Jean Baptiste Troppmann, cet assassin qui a fait la une de la presse du Second Empire a un lien avec Montmartre, en plus de celui de figurer en bonne place sur une toile à la fois naïve et violente exposée au premier étage du musée de la rue Cortot.
En effet, avant que le Lapin agile prît ce nom, le cabaret de la rue des saules s'appelait le cabaret des assassins et ses murs étaient couverts de toiles représentant des crimes célèbres dont celui de Troppmann.
Si le peintre est inconnu, le sujet de son tableau ne l'est pas. Il s'agit d'un crime qui passionna la société française tant il parut monstrueux.
L'histoire est assez compliquée, inutile d'entrer dans les détails.
Un jeune homme de 20 ans, Troppmann, empoisonne un père de famille, Jean Kinck, se débarrasse du fils aîné, Gustave Kinck, en le poignardant et en l'ensevelissant dans un champ, près des Quatre Chemins, à Pantin.
Il élimine ensuite le reste de la famille : Hortense la femme, enceinte de plusieurs mois, sa fillette âgée de deux ans et ses garçons âgés de 8, 10, 13 et 16 ans.
Il les emmène en voiture de louage à Pantin, leur faisant croire que le père y a loué une maison. Dans le champ où il avait tué Gustave, il se livre à un véritable massacre.
Il égorge, tue à coups de pioches, s'acharne sur ses victimes qu'il lacère avant de les enterrer dans une fosse.

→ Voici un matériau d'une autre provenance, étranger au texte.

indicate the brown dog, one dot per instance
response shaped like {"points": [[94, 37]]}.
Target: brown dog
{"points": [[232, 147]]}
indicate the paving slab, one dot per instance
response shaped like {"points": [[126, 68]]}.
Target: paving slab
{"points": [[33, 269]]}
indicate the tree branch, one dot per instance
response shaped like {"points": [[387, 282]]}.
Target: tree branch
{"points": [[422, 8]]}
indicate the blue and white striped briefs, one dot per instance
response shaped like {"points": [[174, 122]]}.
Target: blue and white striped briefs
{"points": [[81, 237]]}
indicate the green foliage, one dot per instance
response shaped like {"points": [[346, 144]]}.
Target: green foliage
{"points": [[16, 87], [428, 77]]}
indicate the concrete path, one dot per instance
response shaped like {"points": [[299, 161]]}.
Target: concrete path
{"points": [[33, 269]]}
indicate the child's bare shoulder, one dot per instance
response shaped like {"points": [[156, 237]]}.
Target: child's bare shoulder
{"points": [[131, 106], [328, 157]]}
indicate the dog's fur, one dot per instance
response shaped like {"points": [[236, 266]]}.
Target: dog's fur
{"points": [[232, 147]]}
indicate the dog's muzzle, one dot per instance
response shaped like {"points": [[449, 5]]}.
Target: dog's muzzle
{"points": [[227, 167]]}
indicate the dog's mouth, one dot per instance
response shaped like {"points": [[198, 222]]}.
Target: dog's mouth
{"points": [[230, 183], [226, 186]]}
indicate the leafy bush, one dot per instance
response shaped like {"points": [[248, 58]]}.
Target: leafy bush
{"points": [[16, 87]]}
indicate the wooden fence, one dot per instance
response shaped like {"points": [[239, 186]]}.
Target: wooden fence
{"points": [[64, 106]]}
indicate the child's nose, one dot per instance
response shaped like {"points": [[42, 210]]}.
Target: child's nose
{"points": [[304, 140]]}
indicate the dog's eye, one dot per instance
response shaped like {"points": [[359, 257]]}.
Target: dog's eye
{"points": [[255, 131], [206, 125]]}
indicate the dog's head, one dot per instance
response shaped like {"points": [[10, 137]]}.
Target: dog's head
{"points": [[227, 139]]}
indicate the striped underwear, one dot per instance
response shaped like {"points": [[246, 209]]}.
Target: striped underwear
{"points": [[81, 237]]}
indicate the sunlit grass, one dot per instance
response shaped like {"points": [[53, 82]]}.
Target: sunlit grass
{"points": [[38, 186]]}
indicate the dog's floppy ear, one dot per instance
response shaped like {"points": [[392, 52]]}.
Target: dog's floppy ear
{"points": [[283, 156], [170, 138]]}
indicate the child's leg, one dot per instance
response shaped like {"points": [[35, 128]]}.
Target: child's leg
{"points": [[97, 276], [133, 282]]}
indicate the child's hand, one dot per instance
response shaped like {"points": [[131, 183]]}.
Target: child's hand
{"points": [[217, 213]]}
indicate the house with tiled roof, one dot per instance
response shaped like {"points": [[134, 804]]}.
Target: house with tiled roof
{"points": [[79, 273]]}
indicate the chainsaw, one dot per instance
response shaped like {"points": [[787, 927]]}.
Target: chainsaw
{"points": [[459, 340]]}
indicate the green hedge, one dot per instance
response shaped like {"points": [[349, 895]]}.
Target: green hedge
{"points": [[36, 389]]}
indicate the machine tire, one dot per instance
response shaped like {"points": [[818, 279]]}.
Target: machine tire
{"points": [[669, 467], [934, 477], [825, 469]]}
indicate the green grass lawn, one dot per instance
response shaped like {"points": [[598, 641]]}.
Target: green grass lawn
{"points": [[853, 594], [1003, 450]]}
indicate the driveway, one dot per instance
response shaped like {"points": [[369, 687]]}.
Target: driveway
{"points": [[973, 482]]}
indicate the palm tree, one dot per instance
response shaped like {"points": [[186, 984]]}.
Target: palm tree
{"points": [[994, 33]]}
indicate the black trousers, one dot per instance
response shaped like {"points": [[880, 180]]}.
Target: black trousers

D'après les experts, il aurait agi dans une sorte de crise de folie, avec une rage et une force décuplées....
Le massacre comme tous les faits divers sanguinolents a un retentissement considérable et permet aux journaux de multiplier par dix leur chiffre de vente!
Le jeune criminel fascine et horrifie.
Ses crimes font l'objet de nombreuses études et interprétations. Certains enquêteurs ne veulent pas croire qu'il les ait commis seul.
On a parlé de complices, de trafic de fausse monnaie...
La sauvagerie du massacre, les coups de couteau frénétiques, le démembrement à coups de pioche et de pelle sont détaillés au cours d'un procès suivi par une foule de curieux parmi lesquels des écrivains comme Flaubert, Dumas ou Barbey d'Aurevilly.
Lautréamont voit en l'assassin un marginal, un révolté absolu se déchaînant contre l'image de la bourgeoisie, contre la famille, contre l'ordre établi...
Il parle dans ses poésies de "la révolte féroce de Troppmann"
S'il est vrai qu'il subsiste des zones d'ombres dans cette sinistre histoire, il est cependant avéré que l'argent en est le mobile.
Les juges ne s'y trompent pas et Troppmann est condamné à la guillotine.
Il y a foule le 19 janvier 1870 pour assister à l'exécution et pour voir le condamné, soudain habité d'une force terrible, faire sauter les sangles qui le maintiennent sur la planche et mordre la main de son bourreau au point de presque sectionner un de ses doigts!
Parmi les spectateurs se trouve Ivan Tourgueniev qui a pu grâce à Maxime Ducamp rendre visite au condamné dans sa cellule avant d'assister au supplice.
Il en a laissé un récit bref et précis : "'L'exécution de Troppmann"
"A l'apparition de Troppmann, le bruit de la foule se tut comme un monstre qui s'endort.
Enfin retentit un bruit léger de bois qui se heurtent. c'était la chute de la lunette supérieure avec la découpure transversale pour laisser passer le tranchant, la lunette qui prend le cou du criminel et rend sa tête immobile; puis quelque chose gronda sourdement, roula et éructa comme si un grand animal eût craché."
Quelques mois après la mort de Troppmann, c'est le Second Empire qui est guillotiné à Sedan... bientôt suivi de l'invasion prussienne et de la Commune de Paris.
Les résistants seront écrasés au cours de massacres sauvages qui ne feront pas le tri sur les barricades entre les hommes, les femmes, enceintes ou non, les gavroches...
Rien à voir me direz-vous avec Troppmann.
Oui vous avez raison mais j'y ai pensé malgré moi à cause de l'auteur du tableau dont le nom est Douay...
Or c'est le général Douay, commandant des troupes versaillaises qui inaugura le dimanche 21 mai 1871 la Semaine Sanglante!